I think you have hit the nail on the head – and given Jobs’/Apple’s graceless comments on Adobe/Flash, very generous of you to say so.
As a ‘geek’ you still understand and admire aspects of Apple – shame that the geeks working at other tech companies don’t, we wouldn’t have ended up suffering for years under Windows Mobile…
@Mack: Thanks. You’re right about having to look at these technologies objectively. Although I don’t agree with all of Apple’s policies, I think they do a lot more right than they do wrong. For the most part, I want to support their efforts to provide the best consumer experience possible. That doesn’t mean I don’t love Android, though (I have both a Nexus One and a Droid, and I love them both). I’ll keep supporting whoever is innovating and competing the hardest.

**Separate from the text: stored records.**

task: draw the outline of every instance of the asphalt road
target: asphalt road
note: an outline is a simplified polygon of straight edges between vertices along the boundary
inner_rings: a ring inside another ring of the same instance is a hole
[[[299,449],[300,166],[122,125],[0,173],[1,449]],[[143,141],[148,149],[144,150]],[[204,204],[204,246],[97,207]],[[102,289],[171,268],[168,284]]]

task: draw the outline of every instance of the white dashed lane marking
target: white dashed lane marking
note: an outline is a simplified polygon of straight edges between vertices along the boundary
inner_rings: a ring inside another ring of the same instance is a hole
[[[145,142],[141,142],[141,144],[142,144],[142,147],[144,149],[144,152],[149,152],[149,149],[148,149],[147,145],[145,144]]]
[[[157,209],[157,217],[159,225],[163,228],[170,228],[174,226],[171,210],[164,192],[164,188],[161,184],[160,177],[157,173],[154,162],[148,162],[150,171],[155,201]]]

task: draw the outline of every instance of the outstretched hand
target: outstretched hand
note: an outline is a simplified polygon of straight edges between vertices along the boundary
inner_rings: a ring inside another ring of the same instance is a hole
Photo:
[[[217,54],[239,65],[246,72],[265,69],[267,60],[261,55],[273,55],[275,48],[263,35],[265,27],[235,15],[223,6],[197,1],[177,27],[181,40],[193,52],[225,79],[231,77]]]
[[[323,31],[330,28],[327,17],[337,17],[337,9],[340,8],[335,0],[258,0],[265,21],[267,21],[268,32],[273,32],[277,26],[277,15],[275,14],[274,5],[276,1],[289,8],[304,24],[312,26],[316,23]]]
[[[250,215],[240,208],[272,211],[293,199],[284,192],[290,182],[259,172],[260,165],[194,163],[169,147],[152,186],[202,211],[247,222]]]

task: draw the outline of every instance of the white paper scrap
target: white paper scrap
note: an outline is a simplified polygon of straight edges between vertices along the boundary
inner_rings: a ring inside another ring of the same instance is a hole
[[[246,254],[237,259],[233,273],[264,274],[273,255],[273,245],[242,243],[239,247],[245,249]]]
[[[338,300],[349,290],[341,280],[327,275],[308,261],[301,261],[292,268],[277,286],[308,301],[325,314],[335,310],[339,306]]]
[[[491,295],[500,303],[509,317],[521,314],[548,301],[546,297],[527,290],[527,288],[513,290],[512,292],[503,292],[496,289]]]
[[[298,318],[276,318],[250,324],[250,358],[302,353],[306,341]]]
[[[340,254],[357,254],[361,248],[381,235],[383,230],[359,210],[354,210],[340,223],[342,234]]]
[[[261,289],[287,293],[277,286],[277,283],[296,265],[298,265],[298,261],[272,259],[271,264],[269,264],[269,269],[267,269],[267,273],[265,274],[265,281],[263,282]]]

I’ve been having a hard time understanding who the Droid ads are targetted at. As someone definitely on the technical side of the spectrum, I would imagine they are attempting to sway my allegiance from my iPhone to a Droid, moreso than to sell Droids to the rest of the World — capture the early adopters and the influencers, and the rest will follow.
However, the current set of Droid ads don’t speak to me at all. They list the “advantages” of the Droid over the iPhone, but these are things I already know about, and would assume that other’s like me also know about them. I try to keep up with technology, and read a number of tech blogs (which you all most likely do as well). Therefore, it’s preaching to the choir, and really a lost opportunity to address other points to help me see why it would fit in my digital life better.
“Bullet point” advertising is dead and gone, time to see something different.
Good post. I love ActionScript and the Flash IDE (use Adobe Captivate for a living and develop my own widgets for it). And I wish Adobe and Apple could learn to play nicely together, as I’d love to develop for the iPhone w/o having to learn Objective-C, But I also love Apple’s products–hardware and software. And you nail why so many people like those products. The iPhone 4 ads are full of emotional appeals, but that’s what sells phones to non-geeks. Geeks usually prefer the app or hardware that does more. But, as my dad used to say about cars with automatic windows, “that’s just one more thing that can break.” What appeals to most people is the right feature set, not every possible feature. What they get right is way more than simply pretty GUIs.